The use of machine learning techniques with observational data obtained during previous campaigns using passive dosimeters represents an important advance, as it reduces the inherent uncertainties associated with air quality models due to the low density of monitoring stations. This provides a better spatial characterisation of excess air pollution in different parts of the city.
One of the main conclusions of the study, which in this pilot phase focused on the city of Barcelona, is that the district with the worst air quality in the Catalan capital is the Eixample, where 95% of its area has more than a 50% probability of exceeding the annual average NO2 limit of 40 μg/m3 set by the European Commission (European Air Quality Directive 2008/50/EC).
"The Eixample district, the most populated district in Barcelona, is the most affected area in the city, as the vast majority of its surface area has a greater than 50% probability of exceeding the annual NO2 limit set by the European Commission. Thanks to our methodology, the public administration will be able to design and manage policies to improve air quality in urban areas, which is particularly important since air pollution is the main environmental risk factor for human health," adds Álvaro Criado, a researcher in BSC's Air Quality Services team and one of the main authors of the study.
The CALIOPE-Urban model
Developed at the BSC, CALIOPE-Urban is a modelling tool that estimates the concentration of nitrogen dioxide (NO2) at street level in the city of Barcelona, although it could also be applied to other cities or metropolitan areas. NO2 and its precursors are mainly emitted from combustion sources, such as vehicle engines, so monitoring is crucial to combat air pollution in large cities where traffic is often congested.
The system, which is unique in Spain, provides citizens and air quality managers with useful information on how traffic affects air pollution in each neighbourhood. This information is essential for designing and implementing effective planning and mitigation strategies to protect citizens from the health threats posed by air pollution. CALIOPE-Urban is currently focused on the city of Barcelona, but work is already underway to extend it to other municipalities in collaboration with various municipal and regional administrations.
CALIOPE-Urban combines the technology of the CALIOPE regional model, the BSC air quality prediction system, with an urban model that considers air pollution at street level, using information on traffic emissions and meteorological data.

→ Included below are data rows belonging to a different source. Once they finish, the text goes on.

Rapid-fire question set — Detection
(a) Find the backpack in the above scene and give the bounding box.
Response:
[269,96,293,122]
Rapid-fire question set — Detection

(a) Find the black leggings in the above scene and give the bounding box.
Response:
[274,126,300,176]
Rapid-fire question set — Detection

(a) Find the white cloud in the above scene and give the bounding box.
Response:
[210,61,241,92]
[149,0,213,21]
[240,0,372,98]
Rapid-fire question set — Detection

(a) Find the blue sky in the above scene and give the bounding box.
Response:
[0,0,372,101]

CALIOPE, the only air quality system that provides operational forecasts for Barcelona, Catalonia, the Iberian Peninsula and Europe, is the sole Spanish contributor to the European Union's Copernicus Atmosphere Monitoring Service (CAMS).
Reference: Criado, A., Armengol, J. M., Petetin, H., Rodriguez-Rey, D., Benavides, J., Guevara, M., Pérez García-Pando, C., Soret, A., and Jorba, O.: Data fusion uncertainty-enabled methods to map street-scale hourly NO2 in Barcelona: a case study with CALIOPE-Urban v1.0, Geosci. Model Dev., 16, 2193–2213, https://doi.org/10.5194/gmd-16-2193-2023, 2023.
- Caption: The map on the left refers to the annual mean d NO2 for 2019 after applying the presented correction method. The central figure presents the uncertainty field associated with the methodological correction. The map on the right shows the probability of exceeding the legal limit of the annual average of 40 μg/m3 set by the European Commission in 2019, obtained by combining the two previous maps.